Back on the southern shore Evans changed his blown horse, taking Nellie in its stead. "You ready, Byrd?"
"Ready."
"Ain't much to do except set, you and your missus."
"I'm grateful to you. I felt the children would be safest with you."
"Wasn't nothin'. Say you're ready?"
Byrd nodded, sober and watchful as a cornered coon. His woman was the same. Summers had said once she put him in mind of a pigeon, but, looking at her now, Evans figured she'd swelled out to a duck.
Behind them were more wagons. The Patches weren't over yet, or the Daughertys. After the last of them had made the crossing, Insko and Gorham and Holdridge and Botter would push the loose stock over. The herd wasn't so big now that Tadlock had quit the train.
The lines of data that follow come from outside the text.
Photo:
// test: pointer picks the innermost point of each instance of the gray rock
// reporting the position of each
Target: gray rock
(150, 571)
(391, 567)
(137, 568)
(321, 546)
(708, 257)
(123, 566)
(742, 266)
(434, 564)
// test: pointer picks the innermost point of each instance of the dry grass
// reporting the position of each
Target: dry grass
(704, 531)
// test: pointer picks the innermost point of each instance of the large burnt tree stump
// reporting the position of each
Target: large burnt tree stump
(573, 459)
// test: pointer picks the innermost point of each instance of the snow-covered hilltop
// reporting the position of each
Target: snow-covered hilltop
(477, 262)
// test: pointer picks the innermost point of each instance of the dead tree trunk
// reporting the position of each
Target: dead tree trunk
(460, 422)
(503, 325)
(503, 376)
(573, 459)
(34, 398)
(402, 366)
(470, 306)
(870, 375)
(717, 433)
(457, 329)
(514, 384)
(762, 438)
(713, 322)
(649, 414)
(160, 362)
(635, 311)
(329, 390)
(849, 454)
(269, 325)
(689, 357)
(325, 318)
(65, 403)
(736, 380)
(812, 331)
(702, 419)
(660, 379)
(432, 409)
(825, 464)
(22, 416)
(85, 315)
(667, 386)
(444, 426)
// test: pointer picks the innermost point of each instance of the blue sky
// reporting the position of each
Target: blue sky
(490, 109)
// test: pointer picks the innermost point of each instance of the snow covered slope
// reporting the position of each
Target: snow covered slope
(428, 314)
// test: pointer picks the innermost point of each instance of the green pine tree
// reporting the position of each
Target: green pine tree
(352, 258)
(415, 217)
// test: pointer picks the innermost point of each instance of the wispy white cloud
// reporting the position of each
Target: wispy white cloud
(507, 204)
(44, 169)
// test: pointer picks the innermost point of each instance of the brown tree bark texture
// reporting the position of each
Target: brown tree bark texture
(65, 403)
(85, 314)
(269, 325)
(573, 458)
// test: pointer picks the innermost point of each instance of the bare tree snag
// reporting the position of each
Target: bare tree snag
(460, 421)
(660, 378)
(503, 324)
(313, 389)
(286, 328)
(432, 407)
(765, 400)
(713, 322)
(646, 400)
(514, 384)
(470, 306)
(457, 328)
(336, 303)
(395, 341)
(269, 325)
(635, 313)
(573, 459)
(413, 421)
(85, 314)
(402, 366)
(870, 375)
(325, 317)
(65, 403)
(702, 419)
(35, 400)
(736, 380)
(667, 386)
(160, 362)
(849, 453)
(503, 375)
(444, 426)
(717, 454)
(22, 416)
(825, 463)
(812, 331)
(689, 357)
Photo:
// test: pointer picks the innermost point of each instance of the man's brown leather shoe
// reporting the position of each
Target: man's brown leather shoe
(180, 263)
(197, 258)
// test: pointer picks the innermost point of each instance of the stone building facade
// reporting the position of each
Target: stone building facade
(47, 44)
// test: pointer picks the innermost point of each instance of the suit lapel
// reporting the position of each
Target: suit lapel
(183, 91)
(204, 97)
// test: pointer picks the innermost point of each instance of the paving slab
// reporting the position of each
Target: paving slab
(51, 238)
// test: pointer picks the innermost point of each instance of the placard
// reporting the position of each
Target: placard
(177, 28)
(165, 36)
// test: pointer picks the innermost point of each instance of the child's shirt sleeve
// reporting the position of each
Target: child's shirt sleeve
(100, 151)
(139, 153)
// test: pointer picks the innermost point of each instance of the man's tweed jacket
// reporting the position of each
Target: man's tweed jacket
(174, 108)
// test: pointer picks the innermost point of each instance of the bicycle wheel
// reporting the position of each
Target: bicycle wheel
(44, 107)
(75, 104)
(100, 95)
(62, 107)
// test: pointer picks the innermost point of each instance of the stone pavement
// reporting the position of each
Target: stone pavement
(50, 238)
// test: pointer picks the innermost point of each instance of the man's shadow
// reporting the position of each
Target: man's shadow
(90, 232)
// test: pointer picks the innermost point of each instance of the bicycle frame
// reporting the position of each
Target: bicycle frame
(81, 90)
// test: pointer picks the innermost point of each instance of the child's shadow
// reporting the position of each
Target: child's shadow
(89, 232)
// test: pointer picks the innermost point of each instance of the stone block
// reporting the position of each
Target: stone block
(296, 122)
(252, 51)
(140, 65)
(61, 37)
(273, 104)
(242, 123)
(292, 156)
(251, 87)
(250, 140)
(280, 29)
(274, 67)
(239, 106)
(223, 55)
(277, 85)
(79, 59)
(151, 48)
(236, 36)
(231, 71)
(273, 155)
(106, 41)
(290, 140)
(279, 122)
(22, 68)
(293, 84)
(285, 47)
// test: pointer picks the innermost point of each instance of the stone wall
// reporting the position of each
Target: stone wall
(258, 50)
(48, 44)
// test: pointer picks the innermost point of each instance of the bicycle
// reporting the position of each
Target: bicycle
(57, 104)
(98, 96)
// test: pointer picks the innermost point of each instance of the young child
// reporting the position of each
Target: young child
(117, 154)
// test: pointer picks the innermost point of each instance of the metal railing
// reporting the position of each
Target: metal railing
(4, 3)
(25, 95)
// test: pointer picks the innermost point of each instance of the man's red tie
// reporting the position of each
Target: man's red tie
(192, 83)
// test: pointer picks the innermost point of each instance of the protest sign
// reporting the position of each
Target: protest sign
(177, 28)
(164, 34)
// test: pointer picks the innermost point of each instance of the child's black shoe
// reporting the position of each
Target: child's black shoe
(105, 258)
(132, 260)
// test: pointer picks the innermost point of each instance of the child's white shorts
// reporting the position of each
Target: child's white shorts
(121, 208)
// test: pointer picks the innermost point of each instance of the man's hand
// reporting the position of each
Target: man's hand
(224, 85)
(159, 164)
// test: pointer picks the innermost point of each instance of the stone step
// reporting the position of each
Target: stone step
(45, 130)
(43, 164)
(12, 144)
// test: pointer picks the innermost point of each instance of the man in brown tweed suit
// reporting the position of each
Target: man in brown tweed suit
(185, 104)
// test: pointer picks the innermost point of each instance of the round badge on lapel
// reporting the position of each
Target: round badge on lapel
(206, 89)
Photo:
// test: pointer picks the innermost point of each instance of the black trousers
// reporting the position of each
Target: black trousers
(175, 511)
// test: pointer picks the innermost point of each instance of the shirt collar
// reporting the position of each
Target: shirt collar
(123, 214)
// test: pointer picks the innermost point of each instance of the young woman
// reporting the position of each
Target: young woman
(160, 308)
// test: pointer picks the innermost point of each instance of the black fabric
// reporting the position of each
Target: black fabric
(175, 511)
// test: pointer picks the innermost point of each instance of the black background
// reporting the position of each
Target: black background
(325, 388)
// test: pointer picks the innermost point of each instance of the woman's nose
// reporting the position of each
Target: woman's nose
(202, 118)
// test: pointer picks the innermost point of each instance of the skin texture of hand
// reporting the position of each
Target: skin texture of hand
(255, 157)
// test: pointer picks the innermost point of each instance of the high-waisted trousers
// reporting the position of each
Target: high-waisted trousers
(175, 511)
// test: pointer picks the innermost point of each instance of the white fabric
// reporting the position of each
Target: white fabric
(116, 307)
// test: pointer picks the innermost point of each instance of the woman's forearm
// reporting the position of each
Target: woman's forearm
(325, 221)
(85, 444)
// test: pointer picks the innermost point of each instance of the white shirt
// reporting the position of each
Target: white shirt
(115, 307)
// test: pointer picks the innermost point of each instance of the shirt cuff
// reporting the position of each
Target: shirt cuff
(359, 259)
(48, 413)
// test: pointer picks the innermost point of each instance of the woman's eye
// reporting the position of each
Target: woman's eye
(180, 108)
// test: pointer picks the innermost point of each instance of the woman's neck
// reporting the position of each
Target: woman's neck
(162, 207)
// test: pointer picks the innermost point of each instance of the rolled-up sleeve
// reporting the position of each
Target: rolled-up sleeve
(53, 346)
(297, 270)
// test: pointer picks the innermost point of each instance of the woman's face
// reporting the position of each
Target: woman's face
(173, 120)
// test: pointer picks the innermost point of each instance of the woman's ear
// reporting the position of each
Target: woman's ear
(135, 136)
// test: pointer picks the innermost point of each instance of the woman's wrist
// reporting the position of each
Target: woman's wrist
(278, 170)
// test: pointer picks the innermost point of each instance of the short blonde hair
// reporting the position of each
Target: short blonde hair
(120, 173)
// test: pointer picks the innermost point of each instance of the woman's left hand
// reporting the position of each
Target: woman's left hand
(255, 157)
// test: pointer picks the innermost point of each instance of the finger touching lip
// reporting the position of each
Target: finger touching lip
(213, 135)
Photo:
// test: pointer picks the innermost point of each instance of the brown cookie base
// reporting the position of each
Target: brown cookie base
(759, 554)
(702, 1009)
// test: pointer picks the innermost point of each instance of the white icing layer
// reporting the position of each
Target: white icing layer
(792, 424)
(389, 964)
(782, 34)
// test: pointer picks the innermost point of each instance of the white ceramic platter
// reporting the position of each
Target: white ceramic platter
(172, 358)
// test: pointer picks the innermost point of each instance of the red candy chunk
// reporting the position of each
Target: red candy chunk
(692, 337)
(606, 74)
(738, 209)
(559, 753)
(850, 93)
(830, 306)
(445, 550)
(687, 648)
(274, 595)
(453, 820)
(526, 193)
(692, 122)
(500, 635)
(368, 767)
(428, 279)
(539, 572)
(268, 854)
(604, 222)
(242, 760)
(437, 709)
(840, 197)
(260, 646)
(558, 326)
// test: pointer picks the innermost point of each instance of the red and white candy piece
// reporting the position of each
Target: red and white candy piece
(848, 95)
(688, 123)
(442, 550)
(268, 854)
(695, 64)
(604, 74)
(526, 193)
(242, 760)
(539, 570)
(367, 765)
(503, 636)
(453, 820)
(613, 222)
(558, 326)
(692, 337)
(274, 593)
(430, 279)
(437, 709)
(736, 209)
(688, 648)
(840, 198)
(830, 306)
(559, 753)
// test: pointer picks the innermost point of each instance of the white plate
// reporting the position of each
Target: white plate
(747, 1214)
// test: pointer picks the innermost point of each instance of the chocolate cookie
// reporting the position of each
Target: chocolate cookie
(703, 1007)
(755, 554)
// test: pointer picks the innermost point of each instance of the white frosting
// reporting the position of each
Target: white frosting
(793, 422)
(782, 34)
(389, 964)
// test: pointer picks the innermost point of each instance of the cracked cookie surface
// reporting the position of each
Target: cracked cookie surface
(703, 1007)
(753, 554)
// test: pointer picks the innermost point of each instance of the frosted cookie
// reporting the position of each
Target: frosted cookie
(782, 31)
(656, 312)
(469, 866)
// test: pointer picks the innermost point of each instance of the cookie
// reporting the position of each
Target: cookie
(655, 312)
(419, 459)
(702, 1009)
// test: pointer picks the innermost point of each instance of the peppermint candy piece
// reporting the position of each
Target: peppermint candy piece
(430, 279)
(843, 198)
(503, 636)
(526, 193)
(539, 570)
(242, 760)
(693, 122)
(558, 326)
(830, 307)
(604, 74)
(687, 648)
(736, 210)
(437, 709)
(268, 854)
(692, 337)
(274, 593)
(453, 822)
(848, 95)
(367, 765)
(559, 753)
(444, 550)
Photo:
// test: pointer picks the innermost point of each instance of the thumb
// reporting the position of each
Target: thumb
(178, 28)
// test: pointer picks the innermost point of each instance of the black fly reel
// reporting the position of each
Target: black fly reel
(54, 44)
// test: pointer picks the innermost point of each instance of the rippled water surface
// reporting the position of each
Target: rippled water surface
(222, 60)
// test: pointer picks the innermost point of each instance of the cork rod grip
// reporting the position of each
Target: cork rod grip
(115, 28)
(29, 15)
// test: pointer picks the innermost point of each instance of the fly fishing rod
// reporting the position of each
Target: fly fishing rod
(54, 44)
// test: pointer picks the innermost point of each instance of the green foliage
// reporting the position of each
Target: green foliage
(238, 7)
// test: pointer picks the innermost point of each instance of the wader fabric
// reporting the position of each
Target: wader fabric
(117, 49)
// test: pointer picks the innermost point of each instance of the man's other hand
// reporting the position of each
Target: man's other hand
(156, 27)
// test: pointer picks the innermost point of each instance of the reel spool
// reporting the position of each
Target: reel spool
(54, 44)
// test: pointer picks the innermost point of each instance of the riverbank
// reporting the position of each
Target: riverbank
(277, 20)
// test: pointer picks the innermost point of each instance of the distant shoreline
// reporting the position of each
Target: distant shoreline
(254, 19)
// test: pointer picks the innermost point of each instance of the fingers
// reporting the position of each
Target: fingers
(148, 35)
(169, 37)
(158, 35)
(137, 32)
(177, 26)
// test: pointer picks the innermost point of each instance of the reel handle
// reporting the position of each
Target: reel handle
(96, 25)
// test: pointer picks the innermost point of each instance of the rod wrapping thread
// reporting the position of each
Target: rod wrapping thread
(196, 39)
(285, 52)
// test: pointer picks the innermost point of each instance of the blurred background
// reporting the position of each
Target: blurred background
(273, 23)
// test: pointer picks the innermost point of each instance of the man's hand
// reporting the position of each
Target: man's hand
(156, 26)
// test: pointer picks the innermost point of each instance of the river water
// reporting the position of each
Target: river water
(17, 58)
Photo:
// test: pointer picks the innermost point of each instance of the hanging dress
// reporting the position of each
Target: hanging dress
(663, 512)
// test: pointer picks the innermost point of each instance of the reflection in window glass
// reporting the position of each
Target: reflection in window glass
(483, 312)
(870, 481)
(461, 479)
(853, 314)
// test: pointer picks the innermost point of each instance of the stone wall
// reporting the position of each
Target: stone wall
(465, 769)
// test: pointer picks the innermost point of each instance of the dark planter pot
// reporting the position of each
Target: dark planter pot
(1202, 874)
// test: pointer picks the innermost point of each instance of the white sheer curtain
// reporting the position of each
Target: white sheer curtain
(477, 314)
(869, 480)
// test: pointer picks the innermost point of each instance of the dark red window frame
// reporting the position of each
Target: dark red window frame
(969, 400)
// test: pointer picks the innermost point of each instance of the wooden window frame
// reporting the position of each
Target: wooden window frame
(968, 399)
Evans rode to the head of the line. "Good for another trip?" he joked at Hig, who sat like a bent stick on his horse. A knobby skeleton of a man, Hig was, with a face like an old white potato, but he could ride a horse or swim a stream or mend a rifle, and, what was more, he had a think-piece behind that withered skin.
"Good as gravy," Hig answered.
"Lead away, Dick."
They had hitched six yokes to Byrd's wagon, for it was medium heavy and the oxen either partly spent or smallish for so hard a chore.
They took the first stretch fine, barely swimming here and there, for, after all the trips across, the best course had been learnt. Glancing back as the leaders pulled up the bank of the first island, Evans thought Byrd looked like a churchman facing sin, a proper banker-churchman for the first time meeting evil in the flesh.
The next stretch went fine, too, the critters slanting up the stream and bending left and coming out like other teams before them.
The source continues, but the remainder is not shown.